Gareth Southgate claims that playing England behind closed doors after their ban is "embarrassing"

Gareth Southgate believes England’s Nations League home match against Italy next month will be “an embarrassment.”

It happened following a series of events at the Euro 2020 final between the two countries in July at Wembley Stadium.

After the Football Association was slammed with sanctions following crowd disturbance, the game at Molineux on June 11 will be played without fans in attendance.

The FA was fined £84,560 for the match’s “lack of order and discipline.”

Many sat in the area reserved for players’ relatives, while England defender Harry Maguire later said his father Alan suffered two suspected broken ribs before the game.

Hundreds of ticketless fans got into Wembley and fought with stewards after areas around the stadium became packed hours before the evening kick-off.

Italy won the final 3-2 on penalties to become European champions after it had finished 1-1 after extra time.

Asked if England got off leniently with a two-game ban on supporters, with one match suspended for 24 months, Southgate replied: “Well, we’re on a yellow card aren’t we?
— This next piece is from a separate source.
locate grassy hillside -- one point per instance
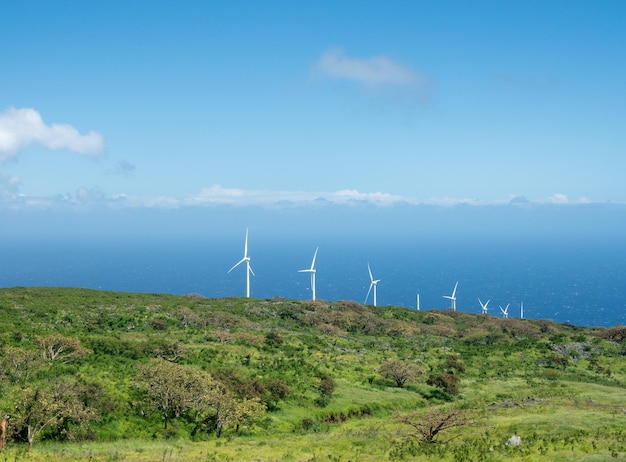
(102, 375)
“So we are where we are. We’ve got the embarrassment now of playing behind closed doors at home. “Normally when you watch those things having happened abroad we’re all grandstanding about how it’s someone else’s problem and how this country should be dealt with – and now it’s us. That’s not a good optic for our country.”

England play four Nations League fixtures in June, with trips to Hungary and Germany followed by the visit of Italy and the return match against the Hungarians on 14 June. The opening game at the Puskas Arena will also take place in front of an empty stadium on 4 June after the Hungarian FA was punished following racist incidents in England’s last trip to Budapest.
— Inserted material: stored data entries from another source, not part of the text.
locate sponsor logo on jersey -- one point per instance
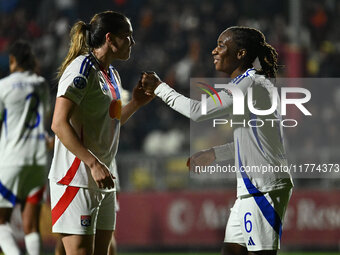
(85, 220)
(79, 82)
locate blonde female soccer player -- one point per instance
(87, 118)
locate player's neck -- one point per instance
(17, 69)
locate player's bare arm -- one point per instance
(139, 98)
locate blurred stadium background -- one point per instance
(161, 207)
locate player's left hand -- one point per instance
(139, 95)
(150, 82)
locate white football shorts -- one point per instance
(81, 211)
(255, 221)
(21, 184)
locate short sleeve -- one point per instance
(73, 83)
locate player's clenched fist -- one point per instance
(101, 174)
(150, 82)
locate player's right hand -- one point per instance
(102, 175)
(150, 82)
(201, 158)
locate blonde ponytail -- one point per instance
(78, 45)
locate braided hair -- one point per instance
(254, 42)
(91, 36)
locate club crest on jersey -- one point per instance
(85, 220)
(79, 82)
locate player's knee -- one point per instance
(29, 226)
(233, 249)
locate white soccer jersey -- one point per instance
(24, 99)
(255, 147)
(96, 120)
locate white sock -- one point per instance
(7, 241)
(33, 243)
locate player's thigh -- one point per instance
(106, 219)
(233, 231)
(78, 244)
(261, 218)
(234, 249)
(30, 217)
(74, 209)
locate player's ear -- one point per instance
(241, 54)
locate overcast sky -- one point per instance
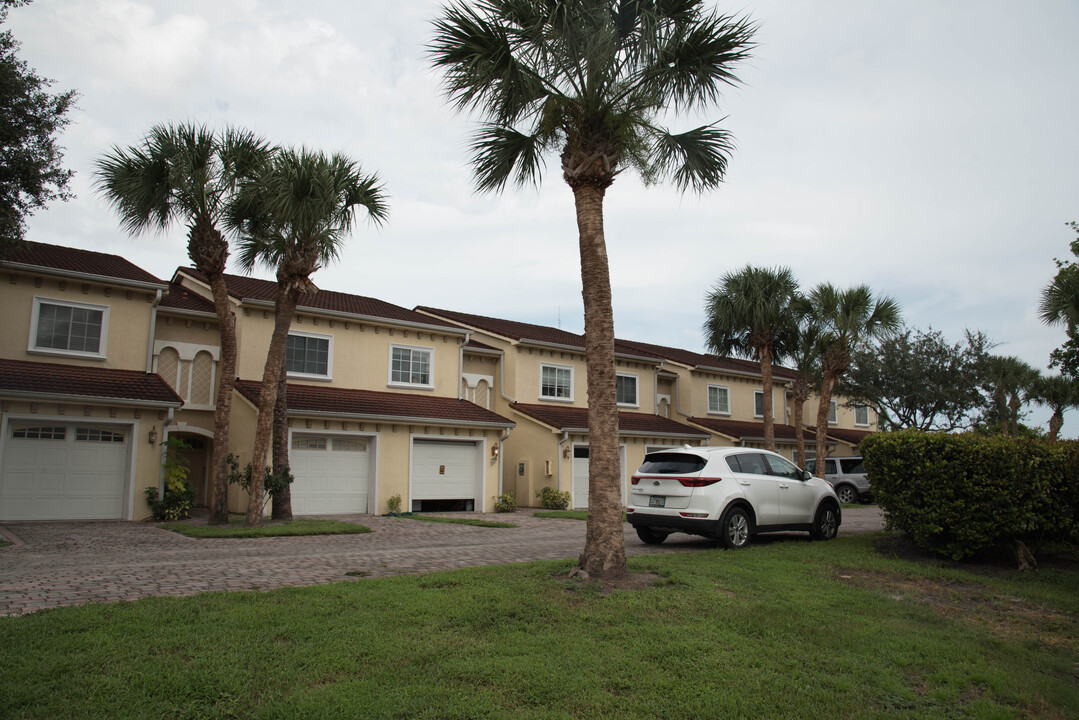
(929, 149)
The matches come on the back of a domestic season which ended with a spate of high-profile pitch invasions across the country. Sheffield United striker Billy Sharp was struck by a fan in their Championship play-off tie at Nottingham Forest, while Crystal Palace boss Patrick Vieira was involved in an altercation with a supporter in his side’s loss at Everton, and Aston Villa goalkeeper Robin Olsen was assaulted on Sunday as Manchester City followers flocked on to the pitch to celebrate their Premier League title win.
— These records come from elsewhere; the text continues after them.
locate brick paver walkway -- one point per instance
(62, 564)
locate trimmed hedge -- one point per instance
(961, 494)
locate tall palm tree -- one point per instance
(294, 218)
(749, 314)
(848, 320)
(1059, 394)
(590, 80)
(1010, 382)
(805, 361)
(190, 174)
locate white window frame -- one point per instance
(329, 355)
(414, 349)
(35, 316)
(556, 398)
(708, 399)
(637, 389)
“We all recognise that, but it’s a wider problem. It’s behaviour and a reflection on where we are as a country. “It’s a difficult time for people, we’re going to have more difficult times because of the economy and the realities of the situation we’re in.

“There’s clearly a responsibility within football because, when it’s in our environment, we’ve got to do all we can to try to make sure it doesn’t happen,” added the England manager. Southgate called the recent unsavoury incidents “a concern” and urged football to address the problem before it dictates changes to the match-going experience.